Community Provides 250 Turkeys To Those In Need
Amy Smith, 43, was driving her mother’s car in the line outside the Salvation Army in Harrisonburg to pick up turkeys and other fixings for her family Tuesday morning.
The engine in Smith’s van recently conked out, but that hasn’t been her hardest challenge this year.
In March, Smith had her second surgery to deal with a third brain aneurysm — a ballooned artery wall.
“This whole side of my face, from here to here, there’s no feeling,” she said, pointing to the top of her cheek and gesturing down to the bottom of her neck past her scar. “I’ll never get it back.”
The doctors tried to save the nerves, but the only way to ensure the aneurysm wouldn’t grow back was to slice it, Smith said.
Smith said on top of her other health concerns, including diabetes, her husband left his work live-hanging chickens at a poultry plant so he wouldn’t get COVID and infect her.
It takes up to 14 days for symptoms of the virus to appear, and it is most dangerous for the elderly and those with high blood pressure, diabetes, anemia, obesity and coronary heart disease, according to the Virginia Department of Health.
Smith hasn’t worked since a car accident in 2007 broke her back and sent her to the University of Virginia Medical Center “for quite a bit of time.”
“I was supposed to never walk again,” she said. “So yeah, by the grace of God [I can].”
It was the same year, 2007, her mother’s aneurysms were discovered — all 16 of them.
“She had stroke after stroke,” Smith said. “It was a very challenging time.”
God has also helped her mother overcome her 16 aneurysms, according to Smith.
Ten year later, Smith’s own aneurysms were found.

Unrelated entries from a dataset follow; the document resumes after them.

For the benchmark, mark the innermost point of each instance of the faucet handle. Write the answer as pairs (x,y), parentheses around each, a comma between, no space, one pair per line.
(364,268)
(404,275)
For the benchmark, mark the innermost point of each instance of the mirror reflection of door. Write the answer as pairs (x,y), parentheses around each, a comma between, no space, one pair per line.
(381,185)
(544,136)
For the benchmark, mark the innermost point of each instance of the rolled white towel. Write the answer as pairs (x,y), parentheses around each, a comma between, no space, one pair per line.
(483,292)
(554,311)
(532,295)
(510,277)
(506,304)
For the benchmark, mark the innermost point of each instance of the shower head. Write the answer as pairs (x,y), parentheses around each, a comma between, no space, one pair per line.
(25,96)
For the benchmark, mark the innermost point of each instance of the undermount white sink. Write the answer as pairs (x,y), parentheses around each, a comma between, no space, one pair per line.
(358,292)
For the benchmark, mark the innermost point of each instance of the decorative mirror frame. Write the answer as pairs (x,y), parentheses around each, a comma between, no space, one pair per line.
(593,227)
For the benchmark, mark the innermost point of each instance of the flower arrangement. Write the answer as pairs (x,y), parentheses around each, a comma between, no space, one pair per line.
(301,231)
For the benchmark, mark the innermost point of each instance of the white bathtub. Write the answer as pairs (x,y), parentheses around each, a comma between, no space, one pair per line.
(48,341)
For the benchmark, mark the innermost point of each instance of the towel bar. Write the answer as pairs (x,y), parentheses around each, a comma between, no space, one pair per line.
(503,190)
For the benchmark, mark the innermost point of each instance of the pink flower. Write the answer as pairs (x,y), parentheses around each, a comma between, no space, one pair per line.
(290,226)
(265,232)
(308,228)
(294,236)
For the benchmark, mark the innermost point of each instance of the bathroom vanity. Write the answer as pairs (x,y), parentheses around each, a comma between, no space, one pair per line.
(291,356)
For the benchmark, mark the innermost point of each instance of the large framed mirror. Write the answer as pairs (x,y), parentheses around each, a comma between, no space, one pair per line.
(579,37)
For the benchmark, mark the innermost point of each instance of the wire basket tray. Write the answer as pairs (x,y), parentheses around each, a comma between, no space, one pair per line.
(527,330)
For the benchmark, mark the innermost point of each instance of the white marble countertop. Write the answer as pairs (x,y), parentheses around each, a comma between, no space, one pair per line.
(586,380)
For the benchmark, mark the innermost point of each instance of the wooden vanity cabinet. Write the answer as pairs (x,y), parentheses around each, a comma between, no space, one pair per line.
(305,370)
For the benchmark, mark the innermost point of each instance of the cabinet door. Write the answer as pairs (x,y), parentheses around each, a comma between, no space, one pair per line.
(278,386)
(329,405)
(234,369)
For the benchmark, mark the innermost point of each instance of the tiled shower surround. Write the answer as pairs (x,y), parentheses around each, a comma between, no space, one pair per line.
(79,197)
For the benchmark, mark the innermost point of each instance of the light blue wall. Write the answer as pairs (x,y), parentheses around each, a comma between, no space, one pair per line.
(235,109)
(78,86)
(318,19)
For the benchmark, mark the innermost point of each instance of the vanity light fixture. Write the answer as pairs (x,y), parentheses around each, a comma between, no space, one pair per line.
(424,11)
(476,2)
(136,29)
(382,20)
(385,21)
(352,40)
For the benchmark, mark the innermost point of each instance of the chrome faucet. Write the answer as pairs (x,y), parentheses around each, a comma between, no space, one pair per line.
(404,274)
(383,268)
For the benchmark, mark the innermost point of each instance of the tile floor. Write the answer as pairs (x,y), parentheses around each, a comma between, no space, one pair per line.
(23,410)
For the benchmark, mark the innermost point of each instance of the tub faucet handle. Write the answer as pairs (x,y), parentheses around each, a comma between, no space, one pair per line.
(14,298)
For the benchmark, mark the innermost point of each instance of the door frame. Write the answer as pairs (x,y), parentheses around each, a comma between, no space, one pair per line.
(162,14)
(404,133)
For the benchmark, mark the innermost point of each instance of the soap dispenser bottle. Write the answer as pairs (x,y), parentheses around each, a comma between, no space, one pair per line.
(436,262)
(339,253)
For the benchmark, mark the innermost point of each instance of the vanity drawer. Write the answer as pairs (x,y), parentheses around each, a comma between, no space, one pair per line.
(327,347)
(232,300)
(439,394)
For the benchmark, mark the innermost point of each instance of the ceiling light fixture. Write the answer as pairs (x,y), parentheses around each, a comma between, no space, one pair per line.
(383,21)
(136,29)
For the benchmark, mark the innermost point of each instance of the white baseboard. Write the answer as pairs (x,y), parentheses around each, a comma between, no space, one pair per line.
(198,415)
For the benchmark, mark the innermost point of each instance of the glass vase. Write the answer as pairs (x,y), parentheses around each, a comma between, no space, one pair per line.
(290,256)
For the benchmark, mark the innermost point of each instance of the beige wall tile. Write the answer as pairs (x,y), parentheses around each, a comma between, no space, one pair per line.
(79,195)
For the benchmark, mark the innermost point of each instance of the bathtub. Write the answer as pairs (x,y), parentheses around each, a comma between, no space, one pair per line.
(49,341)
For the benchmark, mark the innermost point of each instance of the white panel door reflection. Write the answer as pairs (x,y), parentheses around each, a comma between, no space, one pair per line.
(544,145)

Smith and her husband were young parents and have been together for 26 years and it hasn’t been easy. Smith was born in West Virginia, grew up in Harrisonburg, moved to Timberville and then back to Harrisonburg.
“We struggled. From the time my kids were little, I always knew when they got older that we would be able to give back to somebody else that needed it, but here I am still 24 years later,” Smith said, tears welling in her eyes.

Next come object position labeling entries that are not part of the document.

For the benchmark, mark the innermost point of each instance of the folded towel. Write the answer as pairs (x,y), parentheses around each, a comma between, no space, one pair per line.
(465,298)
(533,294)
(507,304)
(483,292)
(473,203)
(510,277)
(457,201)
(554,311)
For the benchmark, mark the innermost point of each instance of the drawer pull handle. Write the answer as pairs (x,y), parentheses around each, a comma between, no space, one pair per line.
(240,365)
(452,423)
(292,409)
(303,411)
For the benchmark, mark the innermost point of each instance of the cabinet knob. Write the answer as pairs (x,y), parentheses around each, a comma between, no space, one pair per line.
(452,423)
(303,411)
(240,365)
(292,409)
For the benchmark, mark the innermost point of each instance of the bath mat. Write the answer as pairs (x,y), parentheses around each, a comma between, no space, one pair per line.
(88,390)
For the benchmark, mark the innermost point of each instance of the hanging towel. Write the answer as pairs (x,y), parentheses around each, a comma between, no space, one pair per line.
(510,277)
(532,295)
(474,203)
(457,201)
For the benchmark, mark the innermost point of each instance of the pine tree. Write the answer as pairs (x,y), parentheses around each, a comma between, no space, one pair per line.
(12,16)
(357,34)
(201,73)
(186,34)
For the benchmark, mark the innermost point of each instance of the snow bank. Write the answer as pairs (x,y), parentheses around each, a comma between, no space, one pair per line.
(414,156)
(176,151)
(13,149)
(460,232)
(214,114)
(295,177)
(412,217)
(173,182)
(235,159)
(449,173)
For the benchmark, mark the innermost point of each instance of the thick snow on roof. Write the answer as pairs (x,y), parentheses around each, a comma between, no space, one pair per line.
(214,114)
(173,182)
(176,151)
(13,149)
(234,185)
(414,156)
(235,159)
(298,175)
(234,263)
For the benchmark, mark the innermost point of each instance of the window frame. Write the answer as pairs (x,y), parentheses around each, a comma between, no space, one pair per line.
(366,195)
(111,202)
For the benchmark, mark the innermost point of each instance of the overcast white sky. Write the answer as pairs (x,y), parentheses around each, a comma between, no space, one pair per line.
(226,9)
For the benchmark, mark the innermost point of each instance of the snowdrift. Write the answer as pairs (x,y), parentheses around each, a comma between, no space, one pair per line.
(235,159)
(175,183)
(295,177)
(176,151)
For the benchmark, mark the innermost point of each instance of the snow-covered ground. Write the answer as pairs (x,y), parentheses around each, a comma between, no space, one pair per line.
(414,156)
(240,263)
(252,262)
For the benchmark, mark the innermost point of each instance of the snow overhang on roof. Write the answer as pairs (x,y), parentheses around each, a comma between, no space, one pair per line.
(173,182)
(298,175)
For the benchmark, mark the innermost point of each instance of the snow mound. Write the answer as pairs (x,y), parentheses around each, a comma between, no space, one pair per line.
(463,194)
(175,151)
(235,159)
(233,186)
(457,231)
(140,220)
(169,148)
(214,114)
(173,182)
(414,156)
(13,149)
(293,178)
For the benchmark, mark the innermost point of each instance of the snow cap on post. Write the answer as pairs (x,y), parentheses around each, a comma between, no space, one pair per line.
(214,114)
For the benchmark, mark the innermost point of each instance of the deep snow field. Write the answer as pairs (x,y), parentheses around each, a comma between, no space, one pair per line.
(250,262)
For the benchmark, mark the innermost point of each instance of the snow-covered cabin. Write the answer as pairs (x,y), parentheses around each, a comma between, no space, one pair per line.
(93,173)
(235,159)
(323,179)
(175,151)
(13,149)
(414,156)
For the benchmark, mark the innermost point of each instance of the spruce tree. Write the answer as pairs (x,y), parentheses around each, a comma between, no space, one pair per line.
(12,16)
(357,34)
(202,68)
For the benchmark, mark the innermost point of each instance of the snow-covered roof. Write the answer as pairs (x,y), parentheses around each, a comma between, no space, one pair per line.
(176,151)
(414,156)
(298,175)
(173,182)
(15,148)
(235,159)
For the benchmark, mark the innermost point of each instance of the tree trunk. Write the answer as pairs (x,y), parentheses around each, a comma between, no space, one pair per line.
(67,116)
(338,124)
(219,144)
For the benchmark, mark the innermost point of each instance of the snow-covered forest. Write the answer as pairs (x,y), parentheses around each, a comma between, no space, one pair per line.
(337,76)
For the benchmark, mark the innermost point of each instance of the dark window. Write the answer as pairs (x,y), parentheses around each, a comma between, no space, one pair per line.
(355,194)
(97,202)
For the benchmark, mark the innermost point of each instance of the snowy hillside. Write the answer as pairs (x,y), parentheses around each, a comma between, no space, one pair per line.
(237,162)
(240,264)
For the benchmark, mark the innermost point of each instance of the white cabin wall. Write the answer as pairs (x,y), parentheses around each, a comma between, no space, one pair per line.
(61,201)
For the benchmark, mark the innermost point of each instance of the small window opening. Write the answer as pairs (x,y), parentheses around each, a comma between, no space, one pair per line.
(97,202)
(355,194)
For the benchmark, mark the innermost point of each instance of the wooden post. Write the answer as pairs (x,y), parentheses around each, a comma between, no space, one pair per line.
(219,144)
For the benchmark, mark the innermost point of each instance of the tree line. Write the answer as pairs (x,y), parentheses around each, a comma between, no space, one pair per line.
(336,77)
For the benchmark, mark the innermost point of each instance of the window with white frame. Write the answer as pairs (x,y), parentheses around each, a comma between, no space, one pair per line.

“I want to be the one that gives the meal to help somebody,” she said.
Harold Gitau, captain of the Salvation Army in Harrisonburg, said it is the group’s mission to help anyone with need “in Christ’s name without discrimination.” On Tuesday, volunteers handed out 250 turkeys.
“Making sure everybody has a meal for Thanksgiving, and not only a meal for Thanksgiving but throughout the year,” Gitau said. “For everyone to have a meal, it’s a blessing just to know that nobody should go hungry and especially during this festive season.”

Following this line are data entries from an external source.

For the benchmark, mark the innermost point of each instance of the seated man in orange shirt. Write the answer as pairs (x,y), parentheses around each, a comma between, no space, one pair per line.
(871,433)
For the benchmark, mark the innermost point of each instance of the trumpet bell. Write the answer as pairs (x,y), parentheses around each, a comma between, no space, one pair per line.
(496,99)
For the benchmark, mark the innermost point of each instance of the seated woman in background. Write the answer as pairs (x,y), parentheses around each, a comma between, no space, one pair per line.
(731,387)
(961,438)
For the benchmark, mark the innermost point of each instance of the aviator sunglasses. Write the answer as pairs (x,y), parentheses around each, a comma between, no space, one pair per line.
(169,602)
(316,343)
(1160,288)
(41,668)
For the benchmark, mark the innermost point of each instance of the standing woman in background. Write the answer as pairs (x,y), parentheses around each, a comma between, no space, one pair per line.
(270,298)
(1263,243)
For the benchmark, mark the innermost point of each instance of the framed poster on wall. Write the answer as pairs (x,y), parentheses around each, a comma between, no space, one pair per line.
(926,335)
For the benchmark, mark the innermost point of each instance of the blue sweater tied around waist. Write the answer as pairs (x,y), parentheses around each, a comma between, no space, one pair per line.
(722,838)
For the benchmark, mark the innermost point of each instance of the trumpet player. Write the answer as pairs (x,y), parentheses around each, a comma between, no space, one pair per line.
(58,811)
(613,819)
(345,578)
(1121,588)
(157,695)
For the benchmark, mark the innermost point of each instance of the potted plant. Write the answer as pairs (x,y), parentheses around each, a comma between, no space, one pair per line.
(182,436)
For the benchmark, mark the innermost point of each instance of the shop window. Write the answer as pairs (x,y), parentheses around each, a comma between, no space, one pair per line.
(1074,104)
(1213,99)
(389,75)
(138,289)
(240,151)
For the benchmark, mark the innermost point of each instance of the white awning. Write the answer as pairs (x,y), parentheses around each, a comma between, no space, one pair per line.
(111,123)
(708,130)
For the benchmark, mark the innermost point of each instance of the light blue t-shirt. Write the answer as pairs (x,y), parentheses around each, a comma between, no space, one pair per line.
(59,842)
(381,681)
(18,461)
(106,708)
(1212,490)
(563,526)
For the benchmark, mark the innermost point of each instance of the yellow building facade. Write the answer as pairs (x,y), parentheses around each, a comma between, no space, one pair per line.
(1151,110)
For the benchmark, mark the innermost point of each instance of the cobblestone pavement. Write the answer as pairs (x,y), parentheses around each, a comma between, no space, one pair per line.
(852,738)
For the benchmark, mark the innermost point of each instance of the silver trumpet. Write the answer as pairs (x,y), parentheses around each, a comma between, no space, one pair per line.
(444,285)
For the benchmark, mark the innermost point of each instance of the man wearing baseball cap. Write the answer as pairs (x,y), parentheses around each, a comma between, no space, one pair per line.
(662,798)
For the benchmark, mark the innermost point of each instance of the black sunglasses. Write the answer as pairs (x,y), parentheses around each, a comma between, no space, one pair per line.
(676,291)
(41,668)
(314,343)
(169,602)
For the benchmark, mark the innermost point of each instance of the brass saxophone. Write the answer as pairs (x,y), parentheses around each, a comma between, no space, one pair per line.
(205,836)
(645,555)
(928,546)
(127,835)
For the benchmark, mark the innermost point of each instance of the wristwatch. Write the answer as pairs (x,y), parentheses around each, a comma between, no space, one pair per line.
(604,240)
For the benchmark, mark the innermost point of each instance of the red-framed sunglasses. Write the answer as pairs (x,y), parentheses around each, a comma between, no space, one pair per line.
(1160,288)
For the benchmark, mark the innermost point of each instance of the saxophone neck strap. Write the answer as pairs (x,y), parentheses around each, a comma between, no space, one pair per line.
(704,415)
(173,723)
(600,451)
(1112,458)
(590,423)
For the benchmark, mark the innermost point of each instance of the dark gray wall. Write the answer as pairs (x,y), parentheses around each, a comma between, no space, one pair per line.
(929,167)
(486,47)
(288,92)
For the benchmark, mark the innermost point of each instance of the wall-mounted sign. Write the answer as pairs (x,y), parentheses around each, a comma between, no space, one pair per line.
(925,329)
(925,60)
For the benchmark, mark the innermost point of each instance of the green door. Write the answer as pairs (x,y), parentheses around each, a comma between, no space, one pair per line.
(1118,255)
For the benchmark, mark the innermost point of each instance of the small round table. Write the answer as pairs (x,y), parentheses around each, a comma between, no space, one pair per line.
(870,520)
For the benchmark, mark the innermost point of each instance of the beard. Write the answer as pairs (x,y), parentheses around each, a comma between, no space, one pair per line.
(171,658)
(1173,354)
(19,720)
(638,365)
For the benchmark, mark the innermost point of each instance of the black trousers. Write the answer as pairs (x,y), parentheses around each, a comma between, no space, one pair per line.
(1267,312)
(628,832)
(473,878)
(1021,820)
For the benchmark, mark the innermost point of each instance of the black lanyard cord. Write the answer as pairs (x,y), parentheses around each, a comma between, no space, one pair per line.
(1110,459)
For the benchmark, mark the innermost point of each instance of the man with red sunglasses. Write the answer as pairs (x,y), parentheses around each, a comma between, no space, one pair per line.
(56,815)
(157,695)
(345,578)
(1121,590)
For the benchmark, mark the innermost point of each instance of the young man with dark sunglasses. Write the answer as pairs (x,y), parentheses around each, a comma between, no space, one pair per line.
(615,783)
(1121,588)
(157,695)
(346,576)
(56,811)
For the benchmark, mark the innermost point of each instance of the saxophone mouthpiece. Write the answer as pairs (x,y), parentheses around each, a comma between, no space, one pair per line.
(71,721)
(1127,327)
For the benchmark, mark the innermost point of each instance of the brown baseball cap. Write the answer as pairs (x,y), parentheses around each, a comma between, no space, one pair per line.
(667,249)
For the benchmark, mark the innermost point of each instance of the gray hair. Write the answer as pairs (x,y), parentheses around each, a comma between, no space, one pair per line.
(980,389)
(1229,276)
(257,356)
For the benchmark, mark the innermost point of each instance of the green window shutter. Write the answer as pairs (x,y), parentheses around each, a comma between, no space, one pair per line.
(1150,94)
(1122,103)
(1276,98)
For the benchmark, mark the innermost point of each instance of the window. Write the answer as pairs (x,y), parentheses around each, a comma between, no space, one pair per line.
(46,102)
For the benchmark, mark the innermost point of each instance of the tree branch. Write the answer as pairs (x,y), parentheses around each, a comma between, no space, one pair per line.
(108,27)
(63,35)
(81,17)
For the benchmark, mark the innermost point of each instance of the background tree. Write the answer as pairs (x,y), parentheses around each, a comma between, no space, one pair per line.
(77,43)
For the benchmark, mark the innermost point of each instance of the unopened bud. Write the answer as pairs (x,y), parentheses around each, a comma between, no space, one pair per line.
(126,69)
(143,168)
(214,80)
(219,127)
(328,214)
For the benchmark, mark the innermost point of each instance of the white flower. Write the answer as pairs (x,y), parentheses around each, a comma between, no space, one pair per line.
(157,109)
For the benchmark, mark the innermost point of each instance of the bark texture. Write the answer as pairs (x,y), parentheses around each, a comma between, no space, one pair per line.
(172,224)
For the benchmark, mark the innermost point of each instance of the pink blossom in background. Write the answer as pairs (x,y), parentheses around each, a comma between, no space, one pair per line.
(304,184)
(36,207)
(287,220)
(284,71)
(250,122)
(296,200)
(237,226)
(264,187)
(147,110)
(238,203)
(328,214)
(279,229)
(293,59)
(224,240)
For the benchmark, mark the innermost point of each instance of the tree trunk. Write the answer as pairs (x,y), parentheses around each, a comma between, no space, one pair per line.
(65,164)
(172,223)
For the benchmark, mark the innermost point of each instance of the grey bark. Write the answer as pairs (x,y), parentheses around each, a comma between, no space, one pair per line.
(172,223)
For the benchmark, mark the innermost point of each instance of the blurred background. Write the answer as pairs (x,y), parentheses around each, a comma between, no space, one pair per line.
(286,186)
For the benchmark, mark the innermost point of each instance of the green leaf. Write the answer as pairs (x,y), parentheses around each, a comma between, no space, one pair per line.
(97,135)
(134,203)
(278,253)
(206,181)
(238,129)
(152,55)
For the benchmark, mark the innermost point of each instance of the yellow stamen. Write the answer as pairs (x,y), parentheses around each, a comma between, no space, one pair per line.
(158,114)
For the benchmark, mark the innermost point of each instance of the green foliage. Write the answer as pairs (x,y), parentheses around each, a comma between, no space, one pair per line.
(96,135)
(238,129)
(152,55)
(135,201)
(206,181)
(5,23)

The turkey and other food that now sat in the car with Smith her family, and other families like hers, were donated by Cargill, Shenvalee Golf Resort, Harrisonburg Radio Group and area residents with volunteers from the Harrisonburg Police Department, Harrisonburg Fire Department and Shenvalee Golf Resort.
“It means more than anybody can know to a family like mine,” Smith said over the idling engine of her mom’s roughly 30-year-old bronze Honda Accord sedan.